A problem for Gary Kirsten, unlike Heineke Meyer, is that his pool of potential stars outside the national squad is small, to the point of virtual non-existence. There are few, if any cricketers, who suggest they may be better than those who struggled in England. The dismal performance earlier in the year of the “second eleven” in Zimbabwe confirmed what has been apparent for some time: the structure of provincial cricket is not suited to delivering a steady stream of talented and technically sound cricketers to the national squad.

The contrast with England in this regard was most noticeable. Putting aside the fact that half the England players that came into their one-day side learnt their cricket in South Africa, England’s recruits from outside their Test team performed markedly better than their Protea counterparts.

It is arguable that the freshness and skills of Morgan, Tredwell, Kieswetter and Dernbach made the difference between the teams in the two games South Africa lost. Each of them had at least one telling performance in England’s victories, whereas South Africa’s newcomers not only struggled to make an impact in this series, but look unlikely to do better in the future.

Dean Elgar is a classic example of the sort of bits-and-pieces cricketer who used to fill up a decade of unsuccessful England one-day teams. He is a crabby-looking batsman without the range of strokes or defence necessary to be successful against the best bowlers in the world. His bowling is also awkward and lacks the variations that might trouble good batsmen. He has done well for Free State over the years, but I am afraid the Peter Principle has caught up with him.

Faf du Plessis was a big disappointment on this tour. Admittedly, he had little proper batting before the one-day series, but the manner of his dismissals has been disturbing to his supporters. It is one thing to be dismissed early as it can happen to any batsmen, but the playing of ill-considered strokes almost as soon as he arrived at the crease suggested a temperament ill at ease with the pressures of international one-day cricket.

JP Duminy and AB De Villiers had no impact with the bat in the first three completed ODI matches, which means that four of the top six batsmen were non-starters in those matches.

One need look no further for the reasons a decent but not great England team was able to inflict a couple of heavy defeats on the Proteas after Amla’s match-winning 150 in the first completed game. It should also be noted that Amla and Smith, admittedly with a fair amount of luck, produced good starts in the middle three matches.

Heaven knows what would have happened had they failed to do so.

It cannot be said of AB de Villiers that he had a successful tour with the bat. In nine starts against England he reached at least 20 in every innings, but did not go on to make 50 or more until he did so quite brilliantly in the final game, when we could all see how much he can mean to his team.

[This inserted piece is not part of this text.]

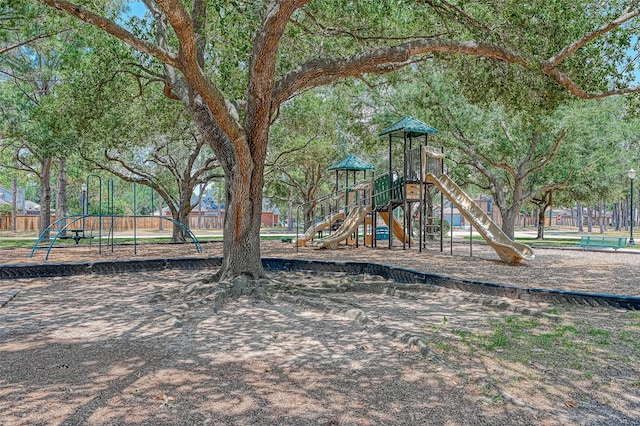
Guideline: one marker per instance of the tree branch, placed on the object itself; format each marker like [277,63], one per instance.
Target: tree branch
[321,71]
[112,28]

His overall return with the bat was disappointing for someone whose ambition is to be the best batsman in the world. He was guilty of several soft dismissals and not until the last match did his batting look like that of a captain leading from the front.

I think that he has been asked to do too much and that it has showed in his batting. He is an adequate wicket-keeper but no more than that. I do not believe we can afford to compromise his batting by asking him to keep wicket in every form of the game. To do so in the ODIs, where he is also the captain, is stretching him too far.

The fielding sessions in the ODI game are brutally long at over three- and-a-half hours. This places heavy demands on the concentration of both keeper and captain. When one man is both, something will give, and with AB it was his batting.

At times, AB looked a little lost as captain. To be fair, he is still new to the job, but he has too much on his shoulders. When Kirsten returns to South Africa, one of his priorities must be to find the country’s next wicket-keeper.

What worries me is that the number one Test ranking will be up for grabs in Australia and that, in order to balance the team, AB will be asked to keep wicket again. That would be a mistake.

Of the batsmen not now in England, who would be on Kirsten`s list as possible candidates for his team? Immediately, those in the current Test team like Petersen and Rudolph come to mind.

Both are experienced and versatile enough to bat anywhere in the order. Importantly, both are good enough to find the boundary with some regularity which was an ability conspicuously lacking in the middle order of the team in England.